I want to prove this statement but honestly I'm not sure if it's true or not and don't see how I can proceed.
Let $X$ a normed vector space and $\phi$ : $X\rightarrow (X')'$ , the linear mapping given by : $(\phi(x))(f)=f(x) \;, f\in X $.
If $X$ is a Hilbert space (with its norm induced by the dot product), we can say that $\phi$ is an isometry (bijective) preserving the operator norm on $E'$ and $(E')'$.

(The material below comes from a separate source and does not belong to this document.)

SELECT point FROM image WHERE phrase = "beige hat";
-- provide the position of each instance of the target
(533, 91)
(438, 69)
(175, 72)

Thanks in advance for your help.
On
Let $X$ be a normed TVS. Fix $x\in X.$ Now, $\|f(x)\|\le \|f\|\cdot \|x\|$ so $\|\phi(x)f\|\le \|f\|\cdot \|x\|$ so
$\tag1 \|\phi(x)\|\le \|x\|.$
On the other hand, the Hahn-Banach theorem gives us an $f\in X'$ such that $\|f\|=1$ and $\phi(x)f=\|f(x)\|=\|x\|$ so
$\tag2\|x\|=\phi(x)f\le \|\phi(x)\|\cdot \|f\|=\|\phi(x)\|$
so $\phi$ is indeed an isometry.
We need to show that $\|\phi(x)\| = \|x\|$ for every $x\in X$.
Fix $x \in X$ and notice that for every $f \in X'$ we have $$|\phi(x)(f)| = |f(x)| \le \|f\|\|x\|$$ which means $\|\phi(x)\| \le \|x\|$.
To show the reverse inclusion, we need to find $f \in X'$ such that $\|f\|=1$ and $f(x)=\|x\|$. In this case we have $$\|\phi(x)\| \ge \frac{|\phi(x)(f)|}{\|f\|} = |f(x)|=\|x\|.$$
If $X$ is a Hilbert space, we can define such a functional simply as $y \mapsto \left\langle y, \frac{x}{\|x\|}\right\rangle$ via the Riesz representation theorem. In general we have to use a corrolary of the Hahn-Banach theorem which gives us exactly such an $f$.